Updated on 2024-08-16 GMT+08:00

Why the "Class Does not Exist" Error Is Reported While the SparkStreamingKafka Project Is Running?

Question

When the KafkaWordCount task (org.apache.spark.examples.streaming.KafkaWordCount) is being submitted by running the spark-submit script, the log file shows that the Kafka-related class does not exist. The KafkaWordCount sample is provided by the Spark open-source community. The KafkaWordCount sample is provided by the Spark open-source community.

Answer

When Spark is deployed, the following JAR files are saved in the $SPARK_HOME/jars/streamingClient directory on the client and the /opt/Bigdata/MRS/FusionInsight-Spark-2.2.1/spark/jars/streamingClient directory on the server.

  • kafka-clients-0.8.2.1.jar
  • kafka_2.10-0.8.2.1.jar
  • spark-streaming-kafka_2.10-1.5.1.jar

Because $SPARK_HOME/lib/streamingClient/* is not added in to classpath by default, you need to configure manually.

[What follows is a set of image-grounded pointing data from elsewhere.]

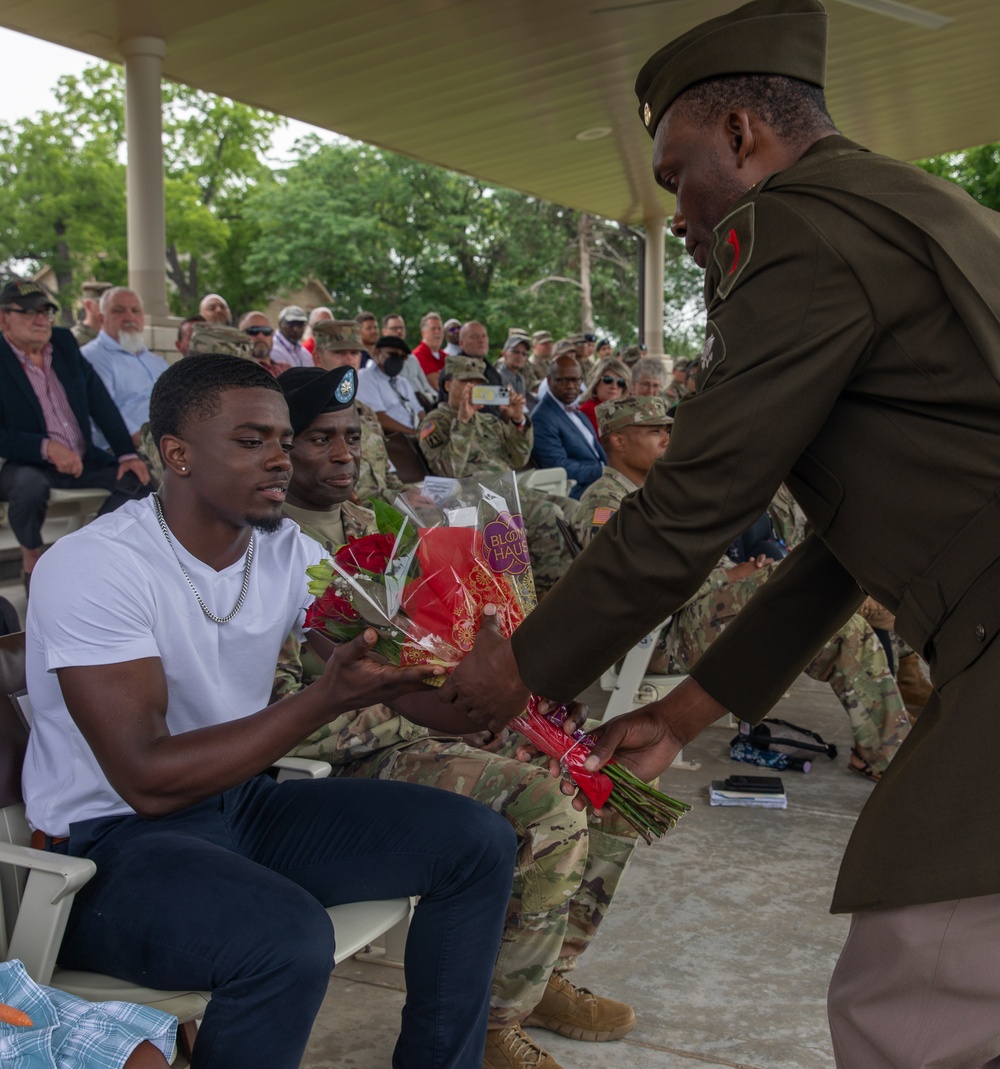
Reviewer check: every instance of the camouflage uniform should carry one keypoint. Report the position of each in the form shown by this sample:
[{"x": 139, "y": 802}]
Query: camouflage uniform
[
  {"x": 377, "y": 478},
  {"x": 488, "y": 444},
  {"x": 569, "y": 863},
  {"x": 852, "y": 662},
  {"x": 600, "y": 501}
]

When the application is submitted and run, add following parameters in the command:

--jars $SPARK_CLIENT_HOME/jars/streamingClient/kafka-clients-0.8.2.1.jar,$SPARK_CLIENT_HOME/jars/streamingClient/kafka_2.10-0.8.2.1.jar,$SPARK_CLIENT_HOME/jars/streamingClient/park-streaming-kafka_2.10-1.5.1.jar

You can run the preceding command to submit the self-developed applications and sample projects.

To submit the sample projects such as KafkaWordCount provided by Spark open source community, you need to add other parameters in addition to --jars. Otherwise, the ClassNotFoundException error will occur. The configurations in yarn-client and yarn-cluster modes are as follows:

  • yarn-client mode:

    In the configuration file spark-defaults.conf on the client, add the path of the client dependency package, for example $SPARK_HOME/lib/streamingClient/*, (in addition to --jars) to the spark.driver.extraClassPath parameter.

  • yarn-cluster mode:

    Perform any one of the following configurations in addition to --jars.

    • In the configuration file spark-defaults.conf on the client, add the path of the server dependency package, for example /opt/huawei/Bigdata/FusionInsight/spark/spark/lib/streamingClient/*, to the spark.yarn.cluster.driver.extraClassPath parameter.
    • Delete the spark-examples_2.10-1.5.1.jar package from each server node.
    • In the spark-defaults.conf configuration file on the client, modify (or add and modify) the parameter spark.driver.userClassPathFirst to true.